遺伝性乳がんの遺伝子検査で何がわかるのですか?
遺伝子検査とは?

 遺伝子の検査は血液を用いて行われます。遺伝性の可能性がある程度高い場合には、医療者が遺伝子検査を選択肢の一つとして患者さんに提供することが勧められています。しかし、その遺伝子検査を受けるかどうかは、患者さんの自由意思に基づいて決定されますので、遺伝子検査が供用されることはありません。

遺伝子検査でわかること、わからないこと
 乳がんや卵巣がんの患者さんがBRCA1,BRCA2の遺伝子検査を受けて、遺伝子の異常が見つかった場合、その患者さんの乳がんあるいは卵巣がんに対するその後の予防や検診は、乳がんや卵巣がんに罹患するリスクが非常に高いという遺伝的な体質があることを前提として行われます。また、この場合その患者さんの血縁者の方で、同じ遺伝子の異常が伝わっているかどうか調べることができます。親から子にその遺伝子の異常が伝わる確率は2分の1(50%)です。血縁者で同じ遺伝子の異常が見つからなければその方の乳がんおよび卵巣がんのリスクは一般の人と同程度になります。しかし、もし同じ遺伝子の異常が見つかった場合には、25歳頃から乳腺専門医による適切な乳がん検診並びに35歳くらいから婦人科専門医による適切な乳がん検診ならびに35歳くらいから婦人科専門医による卵巣がん検診を受けることにより、乳がん・卵巣がんを早期に発見するようにします。

 ただ、この遺伝子の異常が見つかった人でも、必ずしも全員が乳がんや卵巣がんを発症するわけではありません。実際にその人が乳がんや卵巣がんを発症するのかどうか、発症するとしたら何歳ごろに発症するのかといったことは、遺伝子の検査の結果からはわかりません。

 また、遺伝子検査では、常に確実な答えが得られるわけではありません。例えば、患者さんの状況や家族歴から遺伝性乳がんが強く疑われて、BCRA1,BCRA2の遺伝子検査を行ったものの遺伝子の異常が見つからなかった場合を考えてみます。そのような場合、遺伝子の異常がなかったのだから現状では遺伝性出なかったと判断してよいだろうと考えるケースもありますが、患者さんの状況や家族歴によっては、たとえ遺伝子の異常が見つからなくても遺伝性乳がん卵巣がんの可能性を完全には否定できません。現在行われている遺伝子検査では見つけることができない遺伝子の異常が存在している可能性も考慮して、そのような患者さんやその血縁者においては遺伝性乳がん卵巣がんを前提(遺伝する乳がんや卵巣がんにかかりやすい体質があること)とした予防や検診を行うことが勧められる場合もあります。遺伝子の異常が見つからなかった場合に、がんは遺伝による発症ではないとしてよいかどうかは、患者さんの状況や家族歴によって異なります。専門的な判断が必要となり、厳密な基準はありません。

遺伝子検査を受けられる施設、費用など
 日本においては、すべての医療機関でBCRA1,BCRA2遺伝子などの乳がんの遺伝にかかわる遺伝子の検査ができるわけではなく、大学病院やがん専門病院、地域の基幹病院(拠点病院)など、検査ができる施設との連携が必要となります。(HBOCNET)

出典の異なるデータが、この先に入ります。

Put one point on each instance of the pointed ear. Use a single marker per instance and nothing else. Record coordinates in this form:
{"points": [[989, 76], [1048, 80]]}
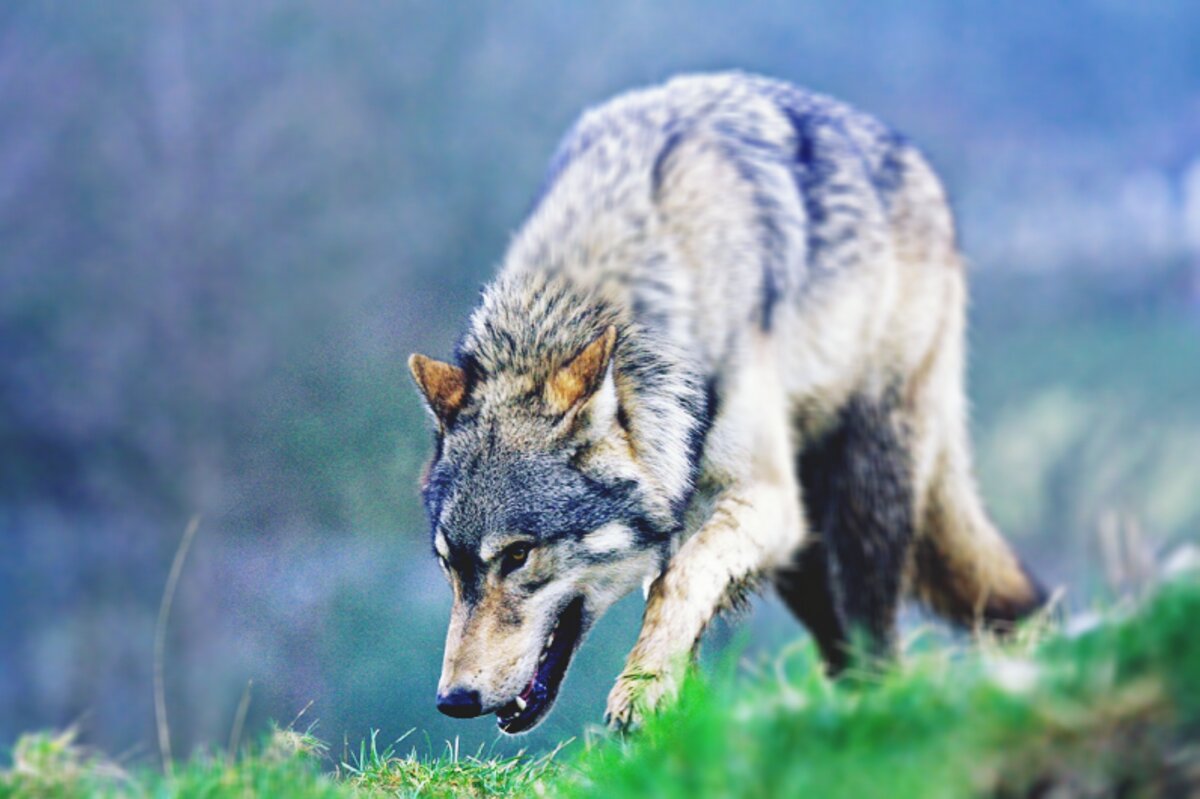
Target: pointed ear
{"points": [[444, 386], [582, 374]]}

 BCRA1,BCRA2遺伝子の検査は、現状では健康保険の適応対象になっておらず、一般的な検査よりも高額です。検査の費用だけでなく、そのほかの詳しい情報も説明してもらったうえで、検査を希望するかどうかを判断することができます。また、BCRA1,BCRA2遺伝子の検査は、通常は、未成年では行いません。BCRA1,BCRA2遺伝子の検査を受けるかどうかは、検査を受ける人が成人した後に、本人が十分な情報を得たうえで受けるか受けないか、自由意思で決めることとされています。

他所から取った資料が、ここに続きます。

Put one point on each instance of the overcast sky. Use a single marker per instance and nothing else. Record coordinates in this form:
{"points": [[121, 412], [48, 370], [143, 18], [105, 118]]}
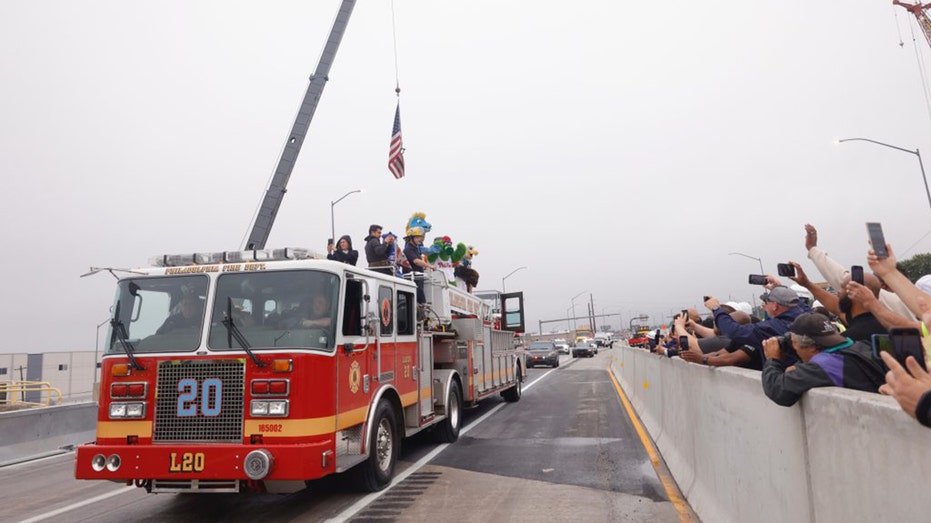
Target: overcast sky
{"points": [[620, 149]]}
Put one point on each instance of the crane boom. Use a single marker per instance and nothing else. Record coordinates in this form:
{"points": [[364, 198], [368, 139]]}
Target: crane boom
{"points": [[279, 184], [918, 10]]}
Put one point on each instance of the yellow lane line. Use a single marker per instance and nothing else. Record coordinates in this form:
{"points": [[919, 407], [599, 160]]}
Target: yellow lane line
{"points": [[672, 490]]}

遺伝子検査を受けなくても検診を受けることが大切です。
 乳がんや卵巣がんの遺伝性が疑われる場合でも、遺伝子検査を受けるか受けないかは自由です。遺伝子検査を受けていなくても遺伝性の可能性が高い場合には、がん患者さんの治療や血縁者の方々のがん予防や検診は、遺伝性であることを考慮したうえで実施することが勧められています。